世界的な鉄鋼メーカーのポスコが3日、慶尚南道の浦項市迎日湾に韓国初の一貫総合製鉄所である浦項製鉄所竣工から30周年を迎えた。この日、「迎日湾の奇跡」の」立役者、朴泰俊・名誉会長をはじめ、李亀沢会長、当時の従業員ら200人が出席して浦項製鉄所で完工30周年記念のポスコ歴史館開館式を開いた。ポスコはいま年産3000万㌧に近い生産力を誇り、「世界のポスコ」として鉄鋼業界をリードしている。最近では中国から再三にわたり一貫製鉄所の建設依頼を受け、30年にわたって蓄積してきた建設ノウハウを提供の検討に入った。ポスコはこれを期に、海外投資の拡大や新技術の開発に拍車をかける。
浦項製鉄所は1970年4月1日に着工、その後3年余にわたり圧延、製鋼、銑鉄など総合製鉄の一貫工程をなす計22の工場を次々と完成、73年7月3日に第一高炉に火を入れた。その後、設備投資を継続、関連技術を蓄積してきた。また、30年間一度も生産を中断したこともない。いまでは光陽製鉄所を含め単一メーカーとして世界で最も多い9つの高炉を稼働させて、鉄鋼生産量は世界2位の年間2807㌧に達している。
米国の鉄鋼分析専門機関、ワールド・スチール・ダイナミックスは6月に世界トップ級20社の鉄鋼メーカーの競争力を評価して、ポスコを2年連続で世界最高の鉄鋼メーカーに選んだ。ポスコは抜群の収益力を誇り、操業以来、毎年黒字を持続してきており、すぐ現金化できる資金は2兆2000億ウオンに達する。
だが、世界の業界は買収・合併再編の嵐が吹き荒れており、また世界最大の鉄鋼需要国、中国の追い上げも予想される。これに備え、現在次世代製鉄技法であるフィネックス技術を開発、商用化段階に入っている。これは既存の高炉に比べ投資費を15%節減でき、環境汚染物質も最高96%まで減らせる最新技術だ。オーストリアのフェスト社と92年から共同開発に着手、最近でもプラントを完成しテスト中だ。
ポスコの創立者である朴泰俊名誉会長は最近、「中国の青島市側から浦項製鉄所のような一貫製鉄用を建設してほしいとの要請を受けた」と明らかにした。市側は、用地提供と各種支援をするという。
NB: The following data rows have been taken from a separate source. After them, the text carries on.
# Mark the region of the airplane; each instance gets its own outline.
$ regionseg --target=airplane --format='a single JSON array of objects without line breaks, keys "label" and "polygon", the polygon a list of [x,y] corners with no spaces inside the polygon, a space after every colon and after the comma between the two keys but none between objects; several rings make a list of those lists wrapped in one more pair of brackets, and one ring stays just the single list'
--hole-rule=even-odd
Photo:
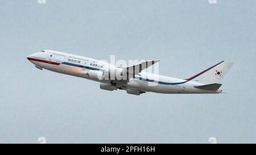
[{"label": "airplane", "polygon": [[180,79],[143,71],[158,60],[121,67],[102,61],[50,50],[29,55],[27,58],[41,70],[46,69],[100,82],[102,89],[125,90],[134,95],[146,92],[221,93],[221,80],[233,64],[223,61],[189,78]]}]

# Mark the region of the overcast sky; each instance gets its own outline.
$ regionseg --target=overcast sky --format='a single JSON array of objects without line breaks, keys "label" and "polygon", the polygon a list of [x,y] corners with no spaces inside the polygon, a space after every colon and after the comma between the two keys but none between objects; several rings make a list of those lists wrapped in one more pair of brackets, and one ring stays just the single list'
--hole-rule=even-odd
[{"label": "overcast sky", "polygon": [[[0,1],[0,143],[256,143],[256,1]],[[40,71],[43,49],[159,59],[187,78],[234,62],[228,94],[139,96]]]}]

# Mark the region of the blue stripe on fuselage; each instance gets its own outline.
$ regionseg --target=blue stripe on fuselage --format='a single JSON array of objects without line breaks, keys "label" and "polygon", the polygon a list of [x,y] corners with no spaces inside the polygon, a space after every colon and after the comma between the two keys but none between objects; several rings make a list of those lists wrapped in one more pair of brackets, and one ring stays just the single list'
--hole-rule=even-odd
[{"label": "blue stripe on fuselage", "polygon": [[62,64],[69,65],[69,66],[74,66],[74,67],[80,67],[80,68],[85,68],[85,69],[88,69],[88,70],[95,70],[95,71],[100,70],[99,68],[90,67],[82,66],[82,65],[80,65],[80,64],[75,64],[75,63],[72,63],[67,62],[63,62],[62,63]]},{"label": "blue stripe on fuselage", "polygon": [[167,82],[163,82],[163,81],[155,81],[154,80],[143,78],[141,76],[135,76],[134,77],[134,78],[135,79],[139,79],[140,80],[146,81],[148,82],[164,84],[164,85],[178,85],[178,84],[184,84],[184,83],[189,81],[182,81],[182,82],[180,82],[180,83],[167,83]]},{"label": "blue stripe on fuselage", "polygon": [[[80,65],[80,64],[77,64],[75,63],[72,63],[67,62],[63,62],[62,63],[62,64],[69,65],[69,66],[77,67],[80,67],[80,68],[85,68],[85,69],[88,69],[88,70],[94,70],[94,71],[100,70],[100,69],[99,69],[99,68],[82,66],[82,65]],[[140,80],[146,81],[148,82],[156,83],[158,84],[164,84],[164,85],[178,85],[178,84],[184,84],[184,83],[185,83],[189,81],[185,81],[180,82],[180,83],[167,83],[167,82],[163,82],[163,81],[155,81],[154,80],[151,80],[151,79],[145,79],[145,78],[142,78],[141,76],[135,76],[135,79],[139,79]]]}]

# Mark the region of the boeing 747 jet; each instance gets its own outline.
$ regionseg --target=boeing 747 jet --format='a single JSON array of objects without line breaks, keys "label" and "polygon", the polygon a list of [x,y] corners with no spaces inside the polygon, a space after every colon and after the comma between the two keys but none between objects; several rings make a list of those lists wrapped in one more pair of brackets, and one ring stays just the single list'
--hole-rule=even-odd
[{"label": "boeing 747 jet", "polygon": [[35,67],[100,83],[104,90],[125,90],[129,94],[146,92],[166,94],[217,94],[221,80],[233,63],[221,61],[187,79],[180,79],[143,71],[159,61],[146,61],[121,67],[102,61],[56,51],[44,50],[27,56]]}]

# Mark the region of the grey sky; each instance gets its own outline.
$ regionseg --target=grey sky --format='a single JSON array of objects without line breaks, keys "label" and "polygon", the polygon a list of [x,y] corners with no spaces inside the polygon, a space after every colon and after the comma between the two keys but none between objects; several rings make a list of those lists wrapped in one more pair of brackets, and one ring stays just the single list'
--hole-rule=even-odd
[{"label": "grey sky", "polygon": [[[255,1],[0,1],[0,143],[256,142]],[[235,63],[228,94],[136,96],[36,69],[42,49],[160,59],[180,78]]]}]

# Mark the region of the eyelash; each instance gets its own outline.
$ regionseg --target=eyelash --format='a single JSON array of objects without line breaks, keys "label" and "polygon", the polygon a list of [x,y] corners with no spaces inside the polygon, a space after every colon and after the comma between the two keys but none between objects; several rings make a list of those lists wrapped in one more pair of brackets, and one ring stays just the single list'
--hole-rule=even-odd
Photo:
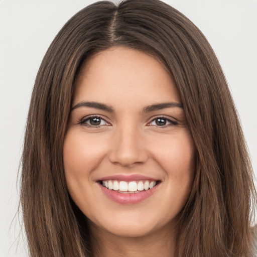
[{"label": "eyelash", "polygon": [[[86,126],[88,126],[89,127],[95,127],[95,128],[98,128],[98,127],[100,127],[101,125],[103,125],[99,124],[99,125],[95,125],[95,125],[92,125],[92,124],[87,124],[87,123],[86,123],[87,121],[90,120],[90,119],[93,119],[93,118],[98,118],[98,119],[101,120],[100,122],[101,122],[101,121],[104,120],[105,122],[106,122],[107,124],[109,124],[107,122],[107,121],[106,121],[106,120],[105,119],[103,118],[100,116],[97,116],[97,115],[92,115],[92,116],[90,116],[89,117],[86,117],[86,118],[83,118],[81,119],[79,121],[78,123],[79,124],[81,125],[86,125]],[[158,119],[163,119],[163,120],[166,121],[166,122],[170,122],[170,124],[166,124],[165,125],[160,125],[160,126],[158,126],[157,125],[150,125],[150,126],[159,126],[159,127],[166,127],[167,126],[176,125],[178,124],[178,123],[177,121],[173,120],[172,120],[172,119],[171,119],[170,118],[168,118],[167,117],[165,117],[164,116],[158,116],[158,117],[156,117],[152,119],[151,120],[151,121],[148,123],[148,124],[153,122],[155,120],[156,123],[156,121]],[[106,125],[106,124],[105,124],[104,125]]]},{"label": "eyelash", "polygon": [[85,125],[89,127],[96,127],[96,128],[97,128],[97,127],[99,127],[101,125],[102,125],[100,124],[100,125],[97,125],[94,126],[93,125],[87,124],[86,123],[87,121],[90,120],[90,119],[93,119],[93,118],[98,118],[100,120],[100,122],[101,122],[102,120],[104,120],[105,122],[106,122],[106,123],[108,124],[108,123],[105,120],[105,119],[103,118],[102,117],[101,117],[100,116],[98,116],[98,115],[92,115],[92,116],[89,116],[89,117],[86,117],[85,118],[83,118],[80,120],[79,120],[78,123],[81,125]]}]

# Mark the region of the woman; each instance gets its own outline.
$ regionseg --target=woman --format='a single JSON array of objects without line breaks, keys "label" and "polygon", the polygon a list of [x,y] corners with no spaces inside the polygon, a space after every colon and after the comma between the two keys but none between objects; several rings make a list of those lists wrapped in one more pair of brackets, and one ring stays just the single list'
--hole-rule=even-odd
[{"label": "woman", "polygon": [[225,78],[158,1],[95,3],[57,35],[22,183],[33,256],[252,254],[252,171]]}]

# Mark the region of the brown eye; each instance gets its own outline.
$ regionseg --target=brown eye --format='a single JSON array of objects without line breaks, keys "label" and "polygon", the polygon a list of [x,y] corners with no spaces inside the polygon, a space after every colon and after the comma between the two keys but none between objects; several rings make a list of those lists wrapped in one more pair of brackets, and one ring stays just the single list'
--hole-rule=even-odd
[{"label": "brown eye", "polygon": [[108,125],[108,123],[101,117],[93,116],[82,119],[79,123],[88,126],[98,126]]},{"label": "brown eye", "polygon": [[154,119],[150,124],[153,126],[164,126],[166,125],[177,125],[178,122],[164,117],[159,117]]}]

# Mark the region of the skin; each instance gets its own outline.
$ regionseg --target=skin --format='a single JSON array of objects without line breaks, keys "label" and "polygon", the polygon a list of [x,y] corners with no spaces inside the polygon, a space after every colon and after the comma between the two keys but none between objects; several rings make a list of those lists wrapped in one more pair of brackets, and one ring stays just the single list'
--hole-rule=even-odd
[{"label": "skin", "polygon": [[[195,148],[183,108],[144,111],[153,104],[181,103],[172,78],[153,57],[111,48],[88,60],[79,74],[72,106],[88,101],[113,111],[73,109],[63,158],[69,193],[89,219],[94,256],[173,256],[176,224],[192,188]],[[94,115],[103,119],[100,125],[90,125]],[[156,123],[160,116],[163,125]],[[161,183],[143,201],[121,204],[97,182],[115,174]]]}]

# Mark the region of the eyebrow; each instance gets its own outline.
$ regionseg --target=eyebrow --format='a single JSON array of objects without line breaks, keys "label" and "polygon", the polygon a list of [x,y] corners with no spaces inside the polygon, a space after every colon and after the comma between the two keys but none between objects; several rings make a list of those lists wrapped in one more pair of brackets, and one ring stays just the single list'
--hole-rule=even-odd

粗鋼年産100万㌧規模で投資額は5000億ウオンを要する。中国側は粗鋼年産で相当大規模な設備を希望している。
李亀沢会長らポスコ経営陣は現在、この要請の検討に入っている。李会長は7―10日の盧武鉉大統領の訪中に随行する経済人メンバーに参加し、鉄鋼分野の強力問題を協議する計画だ。建設する場合、最新技法であるフィネックス技術を取り入れることになりそうだ。
一方で、来年からはWTO(世界貿易機構)の合意により、鉄鋼製品に対する関税障壁が撤廃されることから、中国の安価な鉄鋼製品が大量に流入することも予想される。中国への設備供給に否定的な声もある。
朴名誉会長はこの問題について、「中国は間違いなく世界の工場になる韓国経済はブーメラン効果を恐れて中国に対する投資と技術移転を忌避してはならない。限りなく新たな技術を研究開発して中国とともに生きる道を探さなくてはならない」と強調している。
30年前、「無謀な挑戦だ」と批判を退け、一貫総合製鉄所を完成させたが、当時は技術も資本もなかった。日本の鉄鋼メーカーの協力が大きかった。その後、日本メーカーはブーメラン論を起こし韓国製品の締め出しに動いたが、それは長続きしなかった。韓国は、このような歴史的教訓も生かせるだろう。